Maria Leite, de 42 anos, está na Casa Tuxi desde o início, entre idas e vindas. Já chegou a trabalhar lá em troca de moradia, mas a maior recompensa nunca foi financeira.
— Aqui você pode ser verdadeiro, pode falar abertamente o que está sentindo e ser respeitado.
Já no check-in, depois das boas-vindas, a equipe reforça que o lugar é um hotel de inclusão psiquiátrica e às vezes é preciso ter um pouquinho de paciência, mas que todo o combinado será entregue. E como os hóspedes reagem?
— Da mesma forma que a gente evoluiu como time, sinto que o universo está corroborando também com a frequência das pessoas que chegam aqui. Hoje, com essa comunicação mais aberta e direta, falando sobre a nossa patologia, as pessoas são muito mais empáticas do que as que chegavam antes.
De passagem pelo Rio, a influenciadora Isabella Lopes ficou sabendo da Casa Tuxi por uma amiga que trabalha com hospedagem.
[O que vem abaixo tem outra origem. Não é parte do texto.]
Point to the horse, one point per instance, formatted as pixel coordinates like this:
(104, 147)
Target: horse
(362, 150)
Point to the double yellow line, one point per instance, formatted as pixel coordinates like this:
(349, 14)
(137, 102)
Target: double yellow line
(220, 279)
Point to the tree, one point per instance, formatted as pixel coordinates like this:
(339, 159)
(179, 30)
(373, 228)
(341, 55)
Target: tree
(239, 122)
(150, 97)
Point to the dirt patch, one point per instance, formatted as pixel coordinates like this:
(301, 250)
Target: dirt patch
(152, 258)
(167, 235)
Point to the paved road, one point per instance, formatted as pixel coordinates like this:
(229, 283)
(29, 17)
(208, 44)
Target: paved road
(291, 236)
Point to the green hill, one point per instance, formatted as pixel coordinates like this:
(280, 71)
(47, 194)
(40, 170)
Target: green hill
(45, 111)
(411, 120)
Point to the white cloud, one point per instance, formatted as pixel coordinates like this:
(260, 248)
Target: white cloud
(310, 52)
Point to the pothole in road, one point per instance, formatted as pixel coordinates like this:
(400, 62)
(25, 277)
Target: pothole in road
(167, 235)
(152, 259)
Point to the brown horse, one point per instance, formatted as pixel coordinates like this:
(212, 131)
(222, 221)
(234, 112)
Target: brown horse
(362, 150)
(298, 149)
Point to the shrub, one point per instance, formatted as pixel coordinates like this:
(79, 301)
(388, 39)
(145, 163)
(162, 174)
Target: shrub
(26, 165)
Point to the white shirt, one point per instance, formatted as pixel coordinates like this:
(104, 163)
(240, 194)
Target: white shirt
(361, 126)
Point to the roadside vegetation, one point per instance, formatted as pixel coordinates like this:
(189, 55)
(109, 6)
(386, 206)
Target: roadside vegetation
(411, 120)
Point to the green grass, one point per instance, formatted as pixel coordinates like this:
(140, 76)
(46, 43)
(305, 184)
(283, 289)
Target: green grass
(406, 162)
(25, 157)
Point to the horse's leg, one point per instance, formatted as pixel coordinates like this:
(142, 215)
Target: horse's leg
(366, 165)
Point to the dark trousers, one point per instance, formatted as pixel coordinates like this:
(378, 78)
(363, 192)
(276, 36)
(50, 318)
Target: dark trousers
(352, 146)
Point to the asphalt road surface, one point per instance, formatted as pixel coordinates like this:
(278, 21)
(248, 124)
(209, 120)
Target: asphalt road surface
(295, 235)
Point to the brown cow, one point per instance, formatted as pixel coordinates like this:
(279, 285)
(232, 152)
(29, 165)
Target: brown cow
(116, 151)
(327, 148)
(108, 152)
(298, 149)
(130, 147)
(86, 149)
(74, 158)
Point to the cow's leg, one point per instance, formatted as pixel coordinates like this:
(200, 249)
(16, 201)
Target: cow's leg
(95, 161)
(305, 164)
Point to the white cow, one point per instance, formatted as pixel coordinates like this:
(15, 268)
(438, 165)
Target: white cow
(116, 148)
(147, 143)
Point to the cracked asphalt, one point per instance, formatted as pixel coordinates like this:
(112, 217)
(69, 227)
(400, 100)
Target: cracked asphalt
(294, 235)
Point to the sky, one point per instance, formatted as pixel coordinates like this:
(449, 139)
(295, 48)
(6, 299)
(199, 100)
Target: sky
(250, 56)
— Ela disse que tinha um lugar que era a minha cara, e tinha razão. É um hotel com vibe de hostel, colorido, que instiga a minha criatividade e tem um café da manhã sensacional — diz Isabella, que ficou cinco dias por lá. — O trabalho de inclusão que a Fernanda faz aqui precisa ser falado, é inspirador. Recomendo um monte.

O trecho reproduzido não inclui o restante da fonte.